Computer Science > Machine Learning
[Submitted on 29 Mar 2022 (v1), last revised 5 Aug 2022 (this version, v4)]
Title:Supervised Graph Contrastive Learning for Few-shot Node Classification
View PDFAbstract:Graphs are present in many real-world applications, such as financial fraud detection, commercial recommendation, and social network analysis. But given the high cost of graph annotation or labeling, we face a severe graph label-scarcity problem, i.e., a graph might have a few labeled nodes. One example of such a problem is the so-called \textit{few-shot node classification}. A predominant approach to this problem resorts to \textit{episodic meta-learning}. In this work, we challenge the status quo by asking a fundamental question whether meta-learning is a must for few-shot node classification tasks.
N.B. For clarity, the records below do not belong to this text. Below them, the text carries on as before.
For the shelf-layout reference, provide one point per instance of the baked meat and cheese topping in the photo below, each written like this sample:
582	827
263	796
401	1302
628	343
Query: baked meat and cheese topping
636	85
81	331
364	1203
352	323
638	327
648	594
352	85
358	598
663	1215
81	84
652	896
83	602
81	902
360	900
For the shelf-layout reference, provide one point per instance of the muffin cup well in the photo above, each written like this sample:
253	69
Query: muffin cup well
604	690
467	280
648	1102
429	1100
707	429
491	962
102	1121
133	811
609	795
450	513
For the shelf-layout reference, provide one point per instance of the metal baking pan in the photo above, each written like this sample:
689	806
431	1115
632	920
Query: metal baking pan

We propose a new and simple framework under the standard few-shot node classification setting as an alternative to meta-learning to learn an effective graph encoder. The framework consists of supervised graph contrastive learning with novel mechanisms for data augmentation, subgraph encoding, and multi-scale contrast on graphs. Extensive experiments on three benchmark datasets (CoraFull, Reddit, Ogbn) show that the new framework significantly outperforms state-of-the-art meta-learning based methods.
Submission history
From: Zhen Tan [view email][v1] Tue, 29 Mar 2022 22:30:00 UTC (1,973 KB)
[v2] Sat, 2 Apr 2022 00:13:09 UTC (1,973 KB)
[v3] Tue, 21 Jun 2022 18:59:10 UTC (2,777 KB)
[v4] Fri, 5 Aug 2022 05:52:22 UTC (2,779 KB)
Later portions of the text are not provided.